If you have a primarily soft coral tank, how much flow do you have?

I already asked this on the other forum and typically, was told about 20+ times the tank volume (most suggested 30+) using the most expensive options possible. I am pretty much through with that place.

I am looking for realistic, real world answers here. The tank is 118 gallons 36Lx24dx31h.

I am currently using an ebay special copy of a koralia that is supposed to put out 800gph in my 50 gallon temporary tank. I really like it, but, there is no way it's moving that much water.
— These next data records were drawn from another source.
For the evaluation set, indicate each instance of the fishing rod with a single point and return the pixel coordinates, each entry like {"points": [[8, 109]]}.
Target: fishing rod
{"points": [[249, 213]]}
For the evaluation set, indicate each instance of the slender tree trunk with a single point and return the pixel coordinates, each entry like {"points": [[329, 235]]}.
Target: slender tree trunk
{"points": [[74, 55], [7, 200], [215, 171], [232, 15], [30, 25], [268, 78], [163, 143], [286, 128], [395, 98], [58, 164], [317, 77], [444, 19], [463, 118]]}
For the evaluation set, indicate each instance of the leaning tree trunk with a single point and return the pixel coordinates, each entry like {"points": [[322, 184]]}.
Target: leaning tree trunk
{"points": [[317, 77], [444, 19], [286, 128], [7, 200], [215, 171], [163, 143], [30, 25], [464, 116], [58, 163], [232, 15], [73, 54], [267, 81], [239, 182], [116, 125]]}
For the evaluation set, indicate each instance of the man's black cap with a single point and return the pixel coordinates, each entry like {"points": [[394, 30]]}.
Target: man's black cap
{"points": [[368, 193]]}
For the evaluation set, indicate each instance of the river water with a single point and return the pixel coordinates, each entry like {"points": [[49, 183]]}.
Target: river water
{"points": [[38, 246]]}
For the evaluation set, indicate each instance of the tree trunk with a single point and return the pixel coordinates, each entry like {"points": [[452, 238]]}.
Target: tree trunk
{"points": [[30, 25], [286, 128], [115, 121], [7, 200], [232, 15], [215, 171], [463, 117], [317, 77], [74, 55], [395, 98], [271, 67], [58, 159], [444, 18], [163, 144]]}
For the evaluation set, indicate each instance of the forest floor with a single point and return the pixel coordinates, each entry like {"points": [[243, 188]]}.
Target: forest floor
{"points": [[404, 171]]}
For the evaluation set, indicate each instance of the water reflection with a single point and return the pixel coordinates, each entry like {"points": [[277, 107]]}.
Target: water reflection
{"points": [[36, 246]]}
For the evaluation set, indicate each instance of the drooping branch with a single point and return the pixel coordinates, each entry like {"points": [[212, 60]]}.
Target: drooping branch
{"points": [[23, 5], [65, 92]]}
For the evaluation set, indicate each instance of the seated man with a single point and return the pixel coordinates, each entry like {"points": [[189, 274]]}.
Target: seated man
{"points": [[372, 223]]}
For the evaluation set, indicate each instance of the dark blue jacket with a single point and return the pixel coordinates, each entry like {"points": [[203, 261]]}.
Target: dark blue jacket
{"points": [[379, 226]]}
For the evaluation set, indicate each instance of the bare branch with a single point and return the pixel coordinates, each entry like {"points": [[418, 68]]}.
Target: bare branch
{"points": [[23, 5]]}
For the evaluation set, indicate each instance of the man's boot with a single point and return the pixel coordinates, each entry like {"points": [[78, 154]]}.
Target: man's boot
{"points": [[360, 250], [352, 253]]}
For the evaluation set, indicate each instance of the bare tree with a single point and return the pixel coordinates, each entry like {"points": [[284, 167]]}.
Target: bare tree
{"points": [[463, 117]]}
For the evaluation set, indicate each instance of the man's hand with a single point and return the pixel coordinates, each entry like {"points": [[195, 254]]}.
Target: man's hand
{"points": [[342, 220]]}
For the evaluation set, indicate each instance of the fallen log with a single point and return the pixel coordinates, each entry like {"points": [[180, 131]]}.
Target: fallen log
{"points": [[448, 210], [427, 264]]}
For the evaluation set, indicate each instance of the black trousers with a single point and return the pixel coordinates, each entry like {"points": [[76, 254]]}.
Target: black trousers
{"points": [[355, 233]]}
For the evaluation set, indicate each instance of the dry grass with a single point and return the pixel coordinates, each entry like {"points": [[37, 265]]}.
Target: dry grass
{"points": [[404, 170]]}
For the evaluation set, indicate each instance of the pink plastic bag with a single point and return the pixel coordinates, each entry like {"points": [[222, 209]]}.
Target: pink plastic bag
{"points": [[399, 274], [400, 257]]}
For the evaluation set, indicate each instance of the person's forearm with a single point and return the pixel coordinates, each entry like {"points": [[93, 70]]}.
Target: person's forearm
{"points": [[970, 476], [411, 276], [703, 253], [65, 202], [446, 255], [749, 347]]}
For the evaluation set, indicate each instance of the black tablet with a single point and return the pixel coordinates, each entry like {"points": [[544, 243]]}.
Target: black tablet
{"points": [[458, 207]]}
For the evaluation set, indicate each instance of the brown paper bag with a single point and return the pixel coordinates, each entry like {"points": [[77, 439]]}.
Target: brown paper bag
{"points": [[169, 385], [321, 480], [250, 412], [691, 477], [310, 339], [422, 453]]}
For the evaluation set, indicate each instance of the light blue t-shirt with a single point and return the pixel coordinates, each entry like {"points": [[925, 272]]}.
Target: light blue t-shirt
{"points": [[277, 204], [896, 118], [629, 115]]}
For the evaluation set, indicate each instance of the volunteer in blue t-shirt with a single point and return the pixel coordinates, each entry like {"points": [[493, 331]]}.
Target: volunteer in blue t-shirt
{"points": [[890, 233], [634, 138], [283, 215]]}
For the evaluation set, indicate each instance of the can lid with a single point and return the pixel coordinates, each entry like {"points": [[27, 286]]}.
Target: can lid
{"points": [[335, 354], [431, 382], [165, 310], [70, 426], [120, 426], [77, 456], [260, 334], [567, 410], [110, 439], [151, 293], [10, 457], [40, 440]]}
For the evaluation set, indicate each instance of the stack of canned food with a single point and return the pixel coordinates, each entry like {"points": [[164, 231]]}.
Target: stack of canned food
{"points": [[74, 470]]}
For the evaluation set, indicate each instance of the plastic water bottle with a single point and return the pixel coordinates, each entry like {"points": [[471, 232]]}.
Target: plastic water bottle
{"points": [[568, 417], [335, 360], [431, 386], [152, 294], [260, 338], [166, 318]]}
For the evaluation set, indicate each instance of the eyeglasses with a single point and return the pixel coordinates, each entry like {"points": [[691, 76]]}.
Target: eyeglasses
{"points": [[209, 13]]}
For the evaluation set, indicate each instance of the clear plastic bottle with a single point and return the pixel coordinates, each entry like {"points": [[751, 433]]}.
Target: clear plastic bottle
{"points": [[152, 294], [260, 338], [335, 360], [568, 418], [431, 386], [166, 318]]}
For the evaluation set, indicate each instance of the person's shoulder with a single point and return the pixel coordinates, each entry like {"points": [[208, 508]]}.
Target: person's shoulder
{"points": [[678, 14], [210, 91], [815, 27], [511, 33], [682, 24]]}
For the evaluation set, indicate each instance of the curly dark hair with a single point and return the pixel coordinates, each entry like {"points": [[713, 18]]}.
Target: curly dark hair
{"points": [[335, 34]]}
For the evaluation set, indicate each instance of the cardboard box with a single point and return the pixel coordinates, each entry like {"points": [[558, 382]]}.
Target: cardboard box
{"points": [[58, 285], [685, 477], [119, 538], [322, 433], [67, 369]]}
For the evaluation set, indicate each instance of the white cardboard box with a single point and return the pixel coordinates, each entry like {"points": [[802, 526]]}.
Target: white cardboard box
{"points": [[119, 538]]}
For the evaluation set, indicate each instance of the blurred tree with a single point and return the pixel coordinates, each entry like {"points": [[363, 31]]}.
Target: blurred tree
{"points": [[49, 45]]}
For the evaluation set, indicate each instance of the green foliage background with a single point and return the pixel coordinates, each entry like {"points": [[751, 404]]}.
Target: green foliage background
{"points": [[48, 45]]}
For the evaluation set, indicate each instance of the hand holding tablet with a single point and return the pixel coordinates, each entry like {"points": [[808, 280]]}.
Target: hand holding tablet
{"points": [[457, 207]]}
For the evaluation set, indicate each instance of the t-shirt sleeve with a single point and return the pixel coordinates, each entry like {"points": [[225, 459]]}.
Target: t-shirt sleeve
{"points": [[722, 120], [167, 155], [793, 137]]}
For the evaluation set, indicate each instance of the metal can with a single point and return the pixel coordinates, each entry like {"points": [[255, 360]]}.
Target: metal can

Probably more along the lines of 400 to 500gph.

What are your thought's of using three of these in conjuction with about 500gph of return (after head loss)?

I was thinking that, if I put any sps in the tank, they would be in the top portion of the tank and more in the flow.

Thanks for your input,

dantimdad


----------



## trouble93 (Nov 8, 2008)

dantimdad said:


> If you have a primarily soft coral tank, how much flow do you have?
> 
> I already asked this on the other forum and typically, was told about 20+ times the tank volume (most suggested 30+) using the most expensive options possible. I am pretty much through with that place.
> 
> ...


In that amount of space 2 or 3 moded maxi-jets. And it Won't kill your pockets and work well. For a long time I used 2 mods on 1200's for a 75gal. tank 48x18x21 with SPS'


----------



## dantimdad (Oct 27, 2009)

That was a a thought I had as well, but was concerned about too much flow in a 36" long tank with mostly soft corals. Guess I could start out with two and add another or take one out if need be.

Thanks,
dantimdad


----------



## trouble93 (Nov 8, 2008)

dantimdad said:


> That was a a thought I had as well, but was concerned about too much flow in a 36" long tank with mostly soft corals. Guess I could start out with two and add another or take one out if need be.
> 
> Thanks,
> dantimdad


 As wide and as deep as that tank is, you may start with two but over time I can see you adding another.


----------